The stories presented in this paper were told as experiences when working together had flourished. The spirit of interprofessional practice was at work. Perhaps the teller (without necessarily saying) recognised they too impacted how things worked. It was their humanness that made the difference; their willingness to be open to others and seize the possibilities of the moment. Openness brings vulnerability and hope. In the moment of reaching out, one has no way of knowing how the other will respond. These three participants, and the others in the study, demonstrated a willingness to explore meaningfulness that arose in relationship. Responding to the needs of ‘this’ patient, working with ‘this’ colleague, meant a unique way forward unfolded beyond pre-determined plans. This is far removed from a system of care that rests on the calculability of human resources where it is assumed that meeting competencies will fit any given situation. Interprofessional competency is an ideal. In contrast sensing a spirit of interprofessional practice is born of lived experience. It is known by a feeling that things are working well (or not). Such a spirit ‘arises’ from the people who work together to ‘do their best’ for the person in their care. In its positive mode, it is known by a sense of satisfaction that things went well, but why that was might be harder to define. Was it the person who led, or the person who came up with an idea, or the enjoyment of each other’s company, or the ease with which everything flowed? Was it all of those and more?

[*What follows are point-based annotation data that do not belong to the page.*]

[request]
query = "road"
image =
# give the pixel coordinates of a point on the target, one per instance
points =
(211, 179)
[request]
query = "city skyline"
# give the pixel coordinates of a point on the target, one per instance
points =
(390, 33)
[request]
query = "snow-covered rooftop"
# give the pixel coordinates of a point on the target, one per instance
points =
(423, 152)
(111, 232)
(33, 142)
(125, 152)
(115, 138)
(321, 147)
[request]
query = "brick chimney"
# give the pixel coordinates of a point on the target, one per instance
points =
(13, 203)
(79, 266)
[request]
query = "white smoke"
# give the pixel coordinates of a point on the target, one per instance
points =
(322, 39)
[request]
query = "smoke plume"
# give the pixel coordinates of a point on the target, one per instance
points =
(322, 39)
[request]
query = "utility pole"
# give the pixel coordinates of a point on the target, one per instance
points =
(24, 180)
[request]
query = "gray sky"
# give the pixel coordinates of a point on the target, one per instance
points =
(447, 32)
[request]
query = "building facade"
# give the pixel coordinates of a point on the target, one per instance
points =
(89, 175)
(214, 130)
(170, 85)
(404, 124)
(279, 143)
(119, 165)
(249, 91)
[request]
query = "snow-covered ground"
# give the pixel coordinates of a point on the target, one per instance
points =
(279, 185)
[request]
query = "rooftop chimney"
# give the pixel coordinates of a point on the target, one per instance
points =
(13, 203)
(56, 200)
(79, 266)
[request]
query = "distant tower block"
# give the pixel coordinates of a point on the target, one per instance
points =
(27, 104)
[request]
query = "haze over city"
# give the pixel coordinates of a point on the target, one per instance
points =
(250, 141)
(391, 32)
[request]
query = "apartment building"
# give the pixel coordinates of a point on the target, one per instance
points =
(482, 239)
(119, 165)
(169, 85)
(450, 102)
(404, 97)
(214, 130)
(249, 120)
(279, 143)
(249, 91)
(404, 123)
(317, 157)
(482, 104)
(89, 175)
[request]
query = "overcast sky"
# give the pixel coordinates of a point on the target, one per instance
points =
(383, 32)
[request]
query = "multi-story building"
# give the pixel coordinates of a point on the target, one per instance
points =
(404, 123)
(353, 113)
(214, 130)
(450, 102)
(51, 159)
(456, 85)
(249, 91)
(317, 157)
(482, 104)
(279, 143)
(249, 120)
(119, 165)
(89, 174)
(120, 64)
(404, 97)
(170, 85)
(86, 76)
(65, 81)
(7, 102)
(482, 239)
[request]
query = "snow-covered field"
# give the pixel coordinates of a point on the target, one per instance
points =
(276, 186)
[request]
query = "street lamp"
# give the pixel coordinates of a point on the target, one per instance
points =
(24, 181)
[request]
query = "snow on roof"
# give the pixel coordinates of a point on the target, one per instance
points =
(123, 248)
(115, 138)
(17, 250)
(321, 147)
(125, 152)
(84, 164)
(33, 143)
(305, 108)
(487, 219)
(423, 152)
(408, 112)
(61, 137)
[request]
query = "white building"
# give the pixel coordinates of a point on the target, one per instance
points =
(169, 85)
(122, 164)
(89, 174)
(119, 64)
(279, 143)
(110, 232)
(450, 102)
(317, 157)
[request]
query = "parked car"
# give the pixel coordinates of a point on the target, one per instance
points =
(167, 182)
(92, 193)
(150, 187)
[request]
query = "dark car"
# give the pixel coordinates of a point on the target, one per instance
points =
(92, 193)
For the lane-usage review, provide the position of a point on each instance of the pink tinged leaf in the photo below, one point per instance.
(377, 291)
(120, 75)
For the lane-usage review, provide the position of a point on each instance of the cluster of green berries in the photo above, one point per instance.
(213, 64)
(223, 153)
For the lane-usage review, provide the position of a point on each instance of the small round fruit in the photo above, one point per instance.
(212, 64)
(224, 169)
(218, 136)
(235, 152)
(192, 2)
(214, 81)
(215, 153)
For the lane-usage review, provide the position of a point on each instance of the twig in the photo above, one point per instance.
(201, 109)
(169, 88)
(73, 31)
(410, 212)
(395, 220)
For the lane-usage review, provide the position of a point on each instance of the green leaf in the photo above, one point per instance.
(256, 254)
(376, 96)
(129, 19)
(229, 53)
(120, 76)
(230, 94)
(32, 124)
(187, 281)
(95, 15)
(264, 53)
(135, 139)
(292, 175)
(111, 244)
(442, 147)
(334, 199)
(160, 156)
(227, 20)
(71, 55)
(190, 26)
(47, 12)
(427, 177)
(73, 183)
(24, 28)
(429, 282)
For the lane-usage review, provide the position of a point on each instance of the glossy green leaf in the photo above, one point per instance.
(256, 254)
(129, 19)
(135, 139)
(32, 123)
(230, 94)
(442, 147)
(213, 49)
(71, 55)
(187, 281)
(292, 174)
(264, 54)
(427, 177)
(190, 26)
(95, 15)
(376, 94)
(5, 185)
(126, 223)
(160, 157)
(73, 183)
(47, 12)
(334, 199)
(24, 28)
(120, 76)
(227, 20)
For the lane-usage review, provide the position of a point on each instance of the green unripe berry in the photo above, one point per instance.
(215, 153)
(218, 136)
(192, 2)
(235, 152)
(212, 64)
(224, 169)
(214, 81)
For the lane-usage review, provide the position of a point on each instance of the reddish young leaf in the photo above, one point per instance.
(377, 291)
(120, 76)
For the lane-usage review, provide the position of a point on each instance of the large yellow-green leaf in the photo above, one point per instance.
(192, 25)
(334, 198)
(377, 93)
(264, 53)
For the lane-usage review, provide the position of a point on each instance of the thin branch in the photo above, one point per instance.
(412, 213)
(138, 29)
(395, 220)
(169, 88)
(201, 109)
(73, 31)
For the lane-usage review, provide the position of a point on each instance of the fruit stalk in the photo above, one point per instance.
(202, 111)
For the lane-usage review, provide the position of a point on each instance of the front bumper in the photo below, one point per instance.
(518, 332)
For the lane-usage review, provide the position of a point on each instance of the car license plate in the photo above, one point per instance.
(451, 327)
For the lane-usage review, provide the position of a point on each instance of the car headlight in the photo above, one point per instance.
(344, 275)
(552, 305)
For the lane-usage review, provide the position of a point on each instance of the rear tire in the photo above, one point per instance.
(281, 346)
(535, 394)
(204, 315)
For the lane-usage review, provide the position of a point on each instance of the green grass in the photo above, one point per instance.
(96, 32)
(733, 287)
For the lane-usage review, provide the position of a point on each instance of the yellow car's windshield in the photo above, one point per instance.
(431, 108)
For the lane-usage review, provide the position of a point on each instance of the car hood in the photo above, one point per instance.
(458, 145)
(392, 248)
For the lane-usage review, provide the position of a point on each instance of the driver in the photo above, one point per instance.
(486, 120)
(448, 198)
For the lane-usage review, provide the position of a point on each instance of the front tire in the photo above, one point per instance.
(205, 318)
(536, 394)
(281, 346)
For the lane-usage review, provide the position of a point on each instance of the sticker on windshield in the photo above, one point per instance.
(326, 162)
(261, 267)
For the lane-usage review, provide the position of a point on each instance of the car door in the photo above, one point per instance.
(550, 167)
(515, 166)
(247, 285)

The implications of this study begin with one person from one profession building a relationship with one or more people from another profession. In that relational encounter possibilities are free to emerge. It is always the unique individual that matters. Only the person with openness and willingness to engage will be able to work in a spirit of interprofessional practice. Therefore attention needs to be paid to who the person is and how they are with others. This is elusive—difficult to teach and assess. While we sense when it is being done well, it is hard to pin down. Undergraduate education has possibilities of enabling students to learn from, with and about one another in such a way that they experience the value of engaging in dynamic relationships in the delivery of person centred healthcare. The participant accounts in this article demonstrate that when people become familiar with working in this way interprofessional practice flourishes.

It is our hope that the stories within this article begin to show the rich possibilities that lie in remaining true and fast to our human vocation. When the attuned, responsive authentic self is set free to work with others in a human-to-human manner the rich possibilities of practice reveal themselves in ways that astound and delight.